External canonical references

Depth Path

  • Chris Richardson's microservices.io pattern index is the map you will come back to for the rest of the module.
  • Sam Newman, Building Microservices (2nd ed.), chapter 1 -- the fullest treatment of the definition and its consequences; 45 minutes of focused reading covers it.

Worked Example: The Three-Property Audit

Take a real service from a system you know and score it against the three criteria. Be specific.

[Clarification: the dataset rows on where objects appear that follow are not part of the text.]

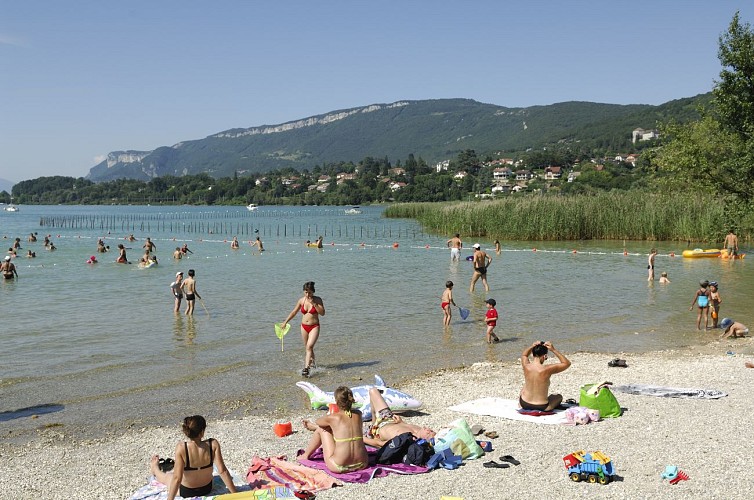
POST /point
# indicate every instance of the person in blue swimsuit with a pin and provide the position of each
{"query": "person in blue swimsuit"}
(701, 301)
(193, 480)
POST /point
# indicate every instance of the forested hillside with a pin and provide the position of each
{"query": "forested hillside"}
(432, 129)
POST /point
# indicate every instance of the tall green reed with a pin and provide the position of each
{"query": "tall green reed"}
(632, 215)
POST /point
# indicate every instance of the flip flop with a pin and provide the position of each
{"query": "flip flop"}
(510, 459)
(494, 465)
(620, 363)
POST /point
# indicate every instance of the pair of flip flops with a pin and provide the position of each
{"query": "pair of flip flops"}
(505, 458)
(166, 464)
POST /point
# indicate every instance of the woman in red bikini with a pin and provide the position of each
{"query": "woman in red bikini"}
(312, 308)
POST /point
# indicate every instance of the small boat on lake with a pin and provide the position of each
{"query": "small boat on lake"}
(11, 207)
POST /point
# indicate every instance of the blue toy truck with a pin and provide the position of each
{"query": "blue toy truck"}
(594, 467)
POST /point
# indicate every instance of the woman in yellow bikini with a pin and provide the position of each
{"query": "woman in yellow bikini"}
(339, 436)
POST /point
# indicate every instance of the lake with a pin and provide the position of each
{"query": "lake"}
(98, 347)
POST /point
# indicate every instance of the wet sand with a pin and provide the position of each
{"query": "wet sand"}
(710, 440)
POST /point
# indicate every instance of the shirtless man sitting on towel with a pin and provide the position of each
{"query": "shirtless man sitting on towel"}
(534, 395)
(386, 425)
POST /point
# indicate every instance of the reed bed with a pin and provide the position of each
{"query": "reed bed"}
(604, 216)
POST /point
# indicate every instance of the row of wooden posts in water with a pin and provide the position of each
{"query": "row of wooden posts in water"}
(125, 225)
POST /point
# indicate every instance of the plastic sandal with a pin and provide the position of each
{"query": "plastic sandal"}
(494, 465)
(166, 464)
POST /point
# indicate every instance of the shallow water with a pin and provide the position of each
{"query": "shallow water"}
(97, 347)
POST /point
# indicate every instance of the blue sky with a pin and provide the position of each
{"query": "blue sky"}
(80, 79)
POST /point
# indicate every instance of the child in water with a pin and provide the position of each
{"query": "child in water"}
(733, 329)
(491, 320)
(715, 301)
(446, 301)
(701, 299)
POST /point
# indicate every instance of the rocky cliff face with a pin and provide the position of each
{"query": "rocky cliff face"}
(117, 157)
(307, 122)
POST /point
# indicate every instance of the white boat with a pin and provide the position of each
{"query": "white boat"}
(11, 207)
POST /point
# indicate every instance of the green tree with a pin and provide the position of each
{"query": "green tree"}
(716, 153)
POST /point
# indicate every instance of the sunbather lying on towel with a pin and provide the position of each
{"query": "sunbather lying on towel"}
(346, 452)
(386, 425)
(193, 480)
(534, 395)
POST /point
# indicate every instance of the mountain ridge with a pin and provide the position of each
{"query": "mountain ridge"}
(433, 129)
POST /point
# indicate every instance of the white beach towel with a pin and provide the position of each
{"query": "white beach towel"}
(506, 408)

CriterionEvidence that it holdsEvidence that it fails
Independently deployableSeparate CI pipeline, separate artifact, can roll out without other deploysShared DTO jar, shared DB migrations, "release train" on a fixed date
Team-ownedOne team's name on the runbook, one on-call rotation, one backlogMultiple teams commit to the repo; unclear who owns the pager
Bounded business capabilityA product manager can name what it does in one sentenceName is "Utility Service" or "Common"; purpose is "stuff we share"

If any column on the right applies, fix that specific problem before calling the service a microservice.

Why All Three Criteria, Not Just One

Each criterion alone is insufficient:

  • Independent deploy without team ownership gives you a service no one is accountable for.
  • Team ownership without independent deploy gives you a module branded as a service.
  • Business-bounded scope without team ownership gives you a nice concept with no author.

The three criteria compose: ownership makes deploy independence actionable; scope makes ownership meaningful; deploy independence makes the whole thing observable from outside.

How This Connects Across the Module

Module clusterMakes which criterion real
Cluster 2: boundaries"Bounded business capability" -- gives the scope a principled basis
Cluster 3: data + contracts"Independently deployable" -- prevents silent coupling through shared data
Cluster 4: communication"Independently deployable" -- survives the network realities that otherwise break it
Cluster 5: operations + topology"Team-owned" -- makes ownership observable and enforceable

Keep this map handy. Whenever a later concept feels abstract, trace it back to which property it is protecting.